Bölgesel dinamikler olmadığı takdirde Türkiye’de Kürtler ve Araplar arasındaki ilişkilerin çatışma zeminine kaymayacağı söylenebilir. Bununla beraber, bugün göçmenlerle birlikte ülkedeki Arap nüfusunun 5 milyonu aştığı, genç nüfusun yüksek oranıyla birlikte, sınır illerindeki etnik/ulusal demografinin hızla değiştiği, merkezi hükümetin bunda etkili olduğu bir bağlamla karşı karşıyayız. Bu bağlamda iki dinamiğin Kürt-Arap ilişkilerini çatışmalı zemine çekme potansiyeli var: Kürt meselesinin çatışma zemininde kalmaya devam etmesi ve şiddetin yoğunlaşması, Irak ve Suriye’de olası çatışma dinamiklerinin sınır ötesi bir bağlamda etkide bulunması.

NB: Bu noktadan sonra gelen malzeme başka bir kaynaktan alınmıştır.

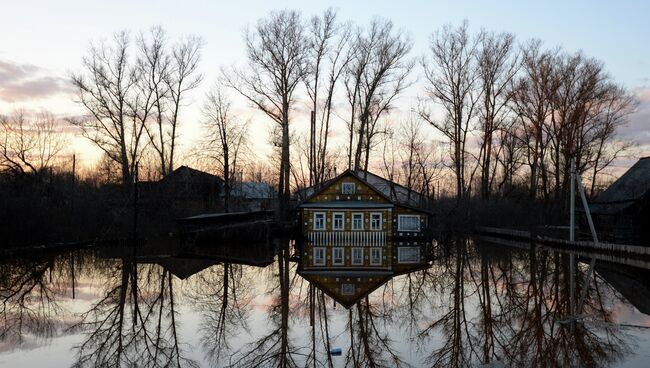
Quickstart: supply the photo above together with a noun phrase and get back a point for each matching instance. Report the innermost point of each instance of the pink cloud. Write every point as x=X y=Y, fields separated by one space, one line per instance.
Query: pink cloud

Özetle, etnik/ulusal gruplar arasındaki iç ve dış sınırların sürekli değiştiği, heterojen/karma bölgelerin yaygınlaştığı bir dönemden geçiyoruz. Bu bağlam hem Kürtler hem de Araplar için önemli bir meydan okumayı teşkil ediyor. Bu meydan okumanın karşılıklı tanıma, güç/iktidar/alan paylaşımına dayalı kalıcı barışçıl/çoğulcu bir zemine mi oturacağı yoksa çatışmalı bir mecraya doğru mu kayacağı tek başına Kürtlerin ve Arapların tercihlerine ve alacakları pozisyonlara göre şekillenmiyor elbette. Hem bölge devletlerinin hem de uluslararası aktörlerin burada önemli bir etki gücü var. Bununla beraber, sosyal olguların formasyonunda esas belirleyici olanın sahadaki aktörler olduğunu hatırlamakta fayda var.